A Ripe Pear is a Sweet Pear
A little known fact about the pear is that it is one of the few fruits that does not ripen on the tree. The pear is harvested when it is mature, but not yet ripe, and, if left at room temperature, it slowly reaches a sweet and succulent maturity as it ripens from the inside out.
As tempting as the pear might be right from the grocer’s stand, a little bit of patience and know-how will ensure the pear reaches its peak flavor.
So, how do you know when the pear has ripened to sweet and juicy perfection?
While a Bartlett’s skin color brightens as it ripens, most varieties of pears show little change in color.
The best way to judge ripeness for non-Bartlett varieties is to Check the Neck™: Apply gentle pressure to the neck of the pear with your thumb. If it yields to pressure, it’s ripe. Easy, isn’t it?
Here’s what you need to do to ripen your pears:
- Leave firm, unripe pears at room temperature so that they can ripen.
- Check the Neck for Ripeness daily, by applying gentle pressure to the neck, or stem end, of the pear with your thumb. If it yields to pressure, then it’s ripe and ready to eat!
- Once the pear is ripe, it can be refrigerated to slow the ripening process and saved for use up to five days later.
To Prevent Browning
Keep a fresh fruit fresh.
Like many fruits, the flesh of cut or peeled pears will eventually brown. This natural oxidation process won’t affect the taste or quality. However, to keep your pears looking appetizing and to prevent browning, dip them in a mild solution of 50% water and 50% lemon juice!
Remember, don’t refrigerate an unripe pear!
Ripened pears can be used at once or put under refrigeration (35º to 45º F) until you want to use them. Refrigeration will delay further ripening but will not stop it altogether, giving you adequate time to include fresh pears in your menu planning. Remember, pears need to ripen at room temperature, so don’t refrigerate an unripe pear!

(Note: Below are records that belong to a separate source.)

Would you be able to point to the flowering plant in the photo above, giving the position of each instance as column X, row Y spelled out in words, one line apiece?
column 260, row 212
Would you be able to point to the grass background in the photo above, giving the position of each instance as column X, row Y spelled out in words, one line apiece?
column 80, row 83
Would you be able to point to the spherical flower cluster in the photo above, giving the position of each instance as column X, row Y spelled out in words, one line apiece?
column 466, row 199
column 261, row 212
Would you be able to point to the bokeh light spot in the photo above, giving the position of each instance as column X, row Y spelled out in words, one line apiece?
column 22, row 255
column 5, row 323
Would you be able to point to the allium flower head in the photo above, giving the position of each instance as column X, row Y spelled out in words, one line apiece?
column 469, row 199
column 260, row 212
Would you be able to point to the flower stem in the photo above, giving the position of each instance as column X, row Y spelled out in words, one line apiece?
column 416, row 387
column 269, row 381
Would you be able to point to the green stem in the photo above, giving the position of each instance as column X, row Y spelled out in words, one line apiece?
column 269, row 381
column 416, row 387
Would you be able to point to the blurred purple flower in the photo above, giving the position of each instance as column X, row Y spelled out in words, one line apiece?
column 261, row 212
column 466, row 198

Flavor well worth the wait
Place underripe pears in a fruit bowl at room temperature near other ripening fruit like bananas, which naturally give off ethylene and will help speed up the ripening process. And if you find yourself with a few too many overripe pears, blend them into smoothies, soups, sauces and purees!
Wash Before Eating
All it takes is cold water
Thoroughly wash pears immediately prior to eating or preparation. Under cold, drinkable water, use your clean hands or a soft-bristled produce scrub brush to gently but vigorously scrub the entire exterior of the pear, taking extra care to cleanse the indentations near the stem (at the top) and calyx (at the bottom) of the pear. The total process will take 15 – 20 seconds.
Washing the entire exterior of the pear will help to eliminate dirt and/or commonly occurring bacteria that may be found on the fruit’s surface. Wash fruit even if you plan on peeling it.